I remember Mark’s pointed remark that the woman suffering the issue of blood had spent all her money on doctors but only grew worse (Mark5:25ff). As we drove away from the huge hospital building that night, I was thinking, Father, that’s the best we can do. But You remain the only One Who can heal me.
Melanie says I slept that night for seven hours straight, something I have not done in the nearly seven months since I had the stroke. It was because I was so dehydrated I never had to get up to go to the bathroom. She says she poured water into me three times during the night. I only remember once. The other times I never woke up.
Lord, how am I to understand such an experience?? Perhaps with the statement Rick Warren used to open his book Purpose Driven Life: “It’s not about you.”
It seems too coincidental that Melanie’s kidney stone and my rectal bleeding episode represent the devil’s anger at my reaching a milestone last Sunday. I don’t think this is about him either.

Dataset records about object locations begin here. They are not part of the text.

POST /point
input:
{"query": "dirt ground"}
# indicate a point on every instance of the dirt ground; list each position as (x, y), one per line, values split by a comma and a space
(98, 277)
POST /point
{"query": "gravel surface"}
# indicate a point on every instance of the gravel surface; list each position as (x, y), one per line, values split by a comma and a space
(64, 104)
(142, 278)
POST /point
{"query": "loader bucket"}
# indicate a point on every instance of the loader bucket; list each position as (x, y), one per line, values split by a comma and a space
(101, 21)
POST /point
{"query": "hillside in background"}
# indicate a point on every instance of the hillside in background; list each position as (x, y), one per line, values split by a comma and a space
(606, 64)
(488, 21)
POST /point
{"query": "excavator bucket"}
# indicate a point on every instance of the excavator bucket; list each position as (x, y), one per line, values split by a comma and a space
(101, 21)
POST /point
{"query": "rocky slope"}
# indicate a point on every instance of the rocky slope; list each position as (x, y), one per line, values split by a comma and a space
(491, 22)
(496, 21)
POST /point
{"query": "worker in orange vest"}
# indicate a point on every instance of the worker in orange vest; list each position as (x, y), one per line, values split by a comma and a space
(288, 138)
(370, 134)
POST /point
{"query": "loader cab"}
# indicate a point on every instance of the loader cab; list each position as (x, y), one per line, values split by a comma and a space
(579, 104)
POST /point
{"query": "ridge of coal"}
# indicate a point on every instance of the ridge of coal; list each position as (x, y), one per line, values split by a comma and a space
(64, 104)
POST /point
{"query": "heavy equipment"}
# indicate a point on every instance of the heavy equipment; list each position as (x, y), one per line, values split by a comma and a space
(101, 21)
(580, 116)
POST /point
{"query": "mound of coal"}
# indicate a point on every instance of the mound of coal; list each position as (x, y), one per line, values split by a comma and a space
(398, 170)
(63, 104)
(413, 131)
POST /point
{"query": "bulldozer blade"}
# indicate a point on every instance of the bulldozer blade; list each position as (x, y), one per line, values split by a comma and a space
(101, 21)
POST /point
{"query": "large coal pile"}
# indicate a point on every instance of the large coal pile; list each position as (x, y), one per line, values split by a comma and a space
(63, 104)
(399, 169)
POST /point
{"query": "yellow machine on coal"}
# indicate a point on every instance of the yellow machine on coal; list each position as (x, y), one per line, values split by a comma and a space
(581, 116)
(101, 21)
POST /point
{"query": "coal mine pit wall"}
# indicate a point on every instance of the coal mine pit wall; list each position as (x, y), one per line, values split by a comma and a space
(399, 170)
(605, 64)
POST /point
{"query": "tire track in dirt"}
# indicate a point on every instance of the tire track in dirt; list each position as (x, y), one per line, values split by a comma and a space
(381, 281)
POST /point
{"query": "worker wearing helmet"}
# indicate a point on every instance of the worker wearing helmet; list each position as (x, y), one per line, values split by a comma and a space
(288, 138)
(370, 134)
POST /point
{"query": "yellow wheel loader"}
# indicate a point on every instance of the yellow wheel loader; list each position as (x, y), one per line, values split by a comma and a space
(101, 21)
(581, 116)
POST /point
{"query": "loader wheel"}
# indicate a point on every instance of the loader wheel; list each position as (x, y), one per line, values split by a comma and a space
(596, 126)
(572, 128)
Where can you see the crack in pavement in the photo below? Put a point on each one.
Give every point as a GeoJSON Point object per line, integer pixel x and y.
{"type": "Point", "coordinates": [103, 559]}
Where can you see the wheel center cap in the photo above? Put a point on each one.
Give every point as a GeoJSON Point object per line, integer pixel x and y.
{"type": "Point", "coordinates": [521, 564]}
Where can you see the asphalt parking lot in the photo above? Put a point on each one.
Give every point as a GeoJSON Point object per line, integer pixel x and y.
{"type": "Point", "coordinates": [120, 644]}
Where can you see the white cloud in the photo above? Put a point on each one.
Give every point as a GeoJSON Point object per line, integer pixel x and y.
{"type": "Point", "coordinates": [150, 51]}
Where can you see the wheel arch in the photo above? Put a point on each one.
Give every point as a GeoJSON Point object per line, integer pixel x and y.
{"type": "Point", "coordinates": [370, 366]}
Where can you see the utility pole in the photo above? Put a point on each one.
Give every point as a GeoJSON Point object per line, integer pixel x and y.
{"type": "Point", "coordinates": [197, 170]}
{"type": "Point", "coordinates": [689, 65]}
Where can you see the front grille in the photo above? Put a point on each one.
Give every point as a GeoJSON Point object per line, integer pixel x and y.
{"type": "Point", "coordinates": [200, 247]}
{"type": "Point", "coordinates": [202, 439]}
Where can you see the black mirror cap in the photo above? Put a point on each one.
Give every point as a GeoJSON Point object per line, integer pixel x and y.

I have thought about my roommates, especially #3 crying out to the Lord. He gave me new appreciation for Bartimaeus, who refused to be quiet as Jesus passed by (Mark 10:46ff). This broken world is full of such cries from broken bodies and broken hearts. Hear the cries of those you love, Lord, and heal them. That’s how you said this whole thing would end.
And I believe it.
But the cries of pain are loud in my ears just now. Lord Jesus Christ, Son of David, have mercy on us.